For $\Bbb{K}[[x]]$ what and where is $x$ in $\sum_{n=0}^\infty a_nx^n$? Consider the set $\Bbb{K}[[x]]$ this MSE question indicates that this is the set of expressions of the form:
$$\sum_{n=0}^\infty a_nx^n\quad \text{where} \quad a_n \in \Bbb{K} $$
I don't understand the meaning of the terms $x^n$. In the most general case what space/field do they live in? and what does the exponent $n$ mean?
 A: Let $R$ be any ring. Then $R[[X]]$ denotes the ring of formal power series over $R$.
Informally, one often simply defines it as the set
$$\Big\{\sum_{n=0}^∞a_nX^n;~a_n ∈ R~\text{for all}~n∈ℕ_0\Big\},$$
and then proceeds to say “Its elements are formal expressions” (without clarifying what formal expressions are) and “This yields a ring when equipped with the suggestive addition and multiplication on it.” One then calls “$X$” a formal variable and leaves it undefined and uninterpreted.
To the formalist, this is of course extremely unsatisfactory. But fortunately, the wikipedia article above gives a formal definition of it here.
Following this definition, “$\sum_{n=0}^∞ a_nX^n$” simply becomes a suggestive notation for the sequence $(a_n)_{n ∈ ℕ_0}$. Again, this might be unsatisfactory. However, if you define $X$ to be the special sequence
$$X = (0,1,0,…),$$
this notation actually makes sense: One may interpret $R[[X]]$ as topological ring which is complete in a certain sense and then the formal series literally becomes
$$\sum_{n=0}^∞a_nX^n = \lim_{N→∞} \sum_{n=0}^N a_nX^n.$$
If you are interested in this viewpoint, I suggest you first read wikipedial on topological rings, specifically the examples section, discussing the $I$-adic topology. You may read further about this in any book on commutative algebra such as Atiyah–Macdonald’s book.

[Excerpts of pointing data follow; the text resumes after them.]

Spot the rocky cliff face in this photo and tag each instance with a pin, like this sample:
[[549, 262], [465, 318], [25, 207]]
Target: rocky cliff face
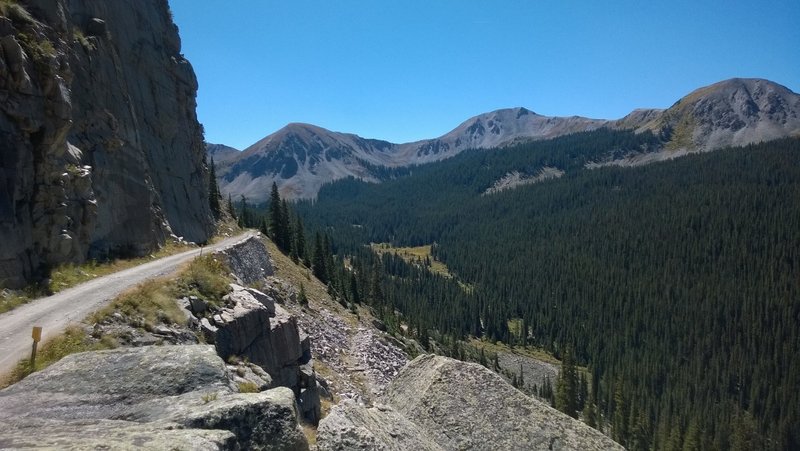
[[101, 149]]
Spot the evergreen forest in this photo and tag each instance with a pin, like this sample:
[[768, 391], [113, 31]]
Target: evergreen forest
[[677, 284]]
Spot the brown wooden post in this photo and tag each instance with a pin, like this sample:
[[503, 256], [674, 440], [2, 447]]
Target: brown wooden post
[[37, 337]]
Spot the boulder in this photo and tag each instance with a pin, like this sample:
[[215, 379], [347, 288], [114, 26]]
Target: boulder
[[260, 421], [353, 426], [111, 434], [458, 406], [248, 260], [156, 395]]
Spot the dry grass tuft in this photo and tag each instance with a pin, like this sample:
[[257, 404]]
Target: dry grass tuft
[[72, 341]]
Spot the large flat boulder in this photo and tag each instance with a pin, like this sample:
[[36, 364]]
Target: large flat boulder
[[353, 426], [110, 434], [147, 397], [104, 384], [456, 405], [252, 326]]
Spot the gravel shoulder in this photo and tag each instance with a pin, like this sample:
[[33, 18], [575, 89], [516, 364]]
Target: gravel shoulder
[[55, 313]]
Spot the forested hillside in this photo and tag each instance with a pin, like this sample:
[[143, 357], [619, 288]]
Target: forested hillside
[[675, 283]]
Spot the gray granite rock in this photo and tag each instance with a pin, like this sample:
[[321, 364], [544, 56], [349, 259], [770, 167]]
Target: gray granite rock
[[102, 152], [248, 260], [148, 392], [455, 405]]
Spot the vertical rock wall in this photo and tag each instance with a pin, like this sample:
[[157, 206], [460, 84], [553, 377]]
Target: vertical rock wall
[[101, 150]]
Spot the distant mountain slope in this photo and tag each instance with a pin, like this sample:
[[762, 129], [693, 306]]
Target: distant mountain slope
[[733, 112], [221, 152], [302, 157]]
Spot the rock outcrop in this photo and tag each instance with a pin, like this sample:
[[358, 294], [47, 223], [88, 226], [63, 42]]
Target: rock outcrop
[[443, 404], [253, 327], [248, 260], [178, 396], [101, 150]]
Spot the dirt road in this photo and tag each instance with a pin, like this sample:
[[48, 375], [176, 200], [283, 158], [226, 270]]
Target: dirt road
[[55, 312]]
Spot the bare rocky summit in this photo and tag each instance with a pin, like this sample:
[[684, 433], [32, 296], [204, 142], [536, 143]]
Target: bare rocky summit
[[101, 149], [301, 158], [439, 403], [733, 112]]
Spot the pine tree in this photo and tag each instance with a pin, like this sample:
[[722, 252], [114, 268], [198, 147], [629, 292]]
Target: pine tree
[[620, 422], [482, 359], [244, 213], [319, 267], [275, 216], [287, 238], [567, 386], [231, 210], [354, 292], [213, 192], [590, 411], [302, 298], [300, 241]]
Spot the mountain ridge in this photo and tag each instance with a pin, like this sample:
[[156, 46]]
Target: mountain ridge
[[301, 157]]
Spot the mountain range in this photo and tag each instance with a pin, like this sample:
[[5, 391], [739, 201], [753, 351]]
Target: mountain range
[[303, 157]]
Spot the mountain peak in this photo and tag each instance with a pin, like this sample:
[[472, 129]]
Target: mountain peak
[[732, 112]]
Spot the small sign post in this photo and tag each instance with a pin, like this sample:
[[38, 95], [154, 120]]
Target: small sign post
[[37, 337]]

By the way, this trick also works for polynomial rings $R[X]$ (with which I presume you are at least somewhat/intuitively familiar), defining $R[X]$ as a set of sequences in $R$ and $X = (0,1,0,…)$: You just have to restrict yourself to sequences that are nonzero only at finitely many terms. But then, the polynomial $\sum_{n=0}^N a_nX^n$ too really is the sum of monomials $a_nX^n$ and $X^n$ really is the product of some special element $X = (0,1,0,…)$ by itself.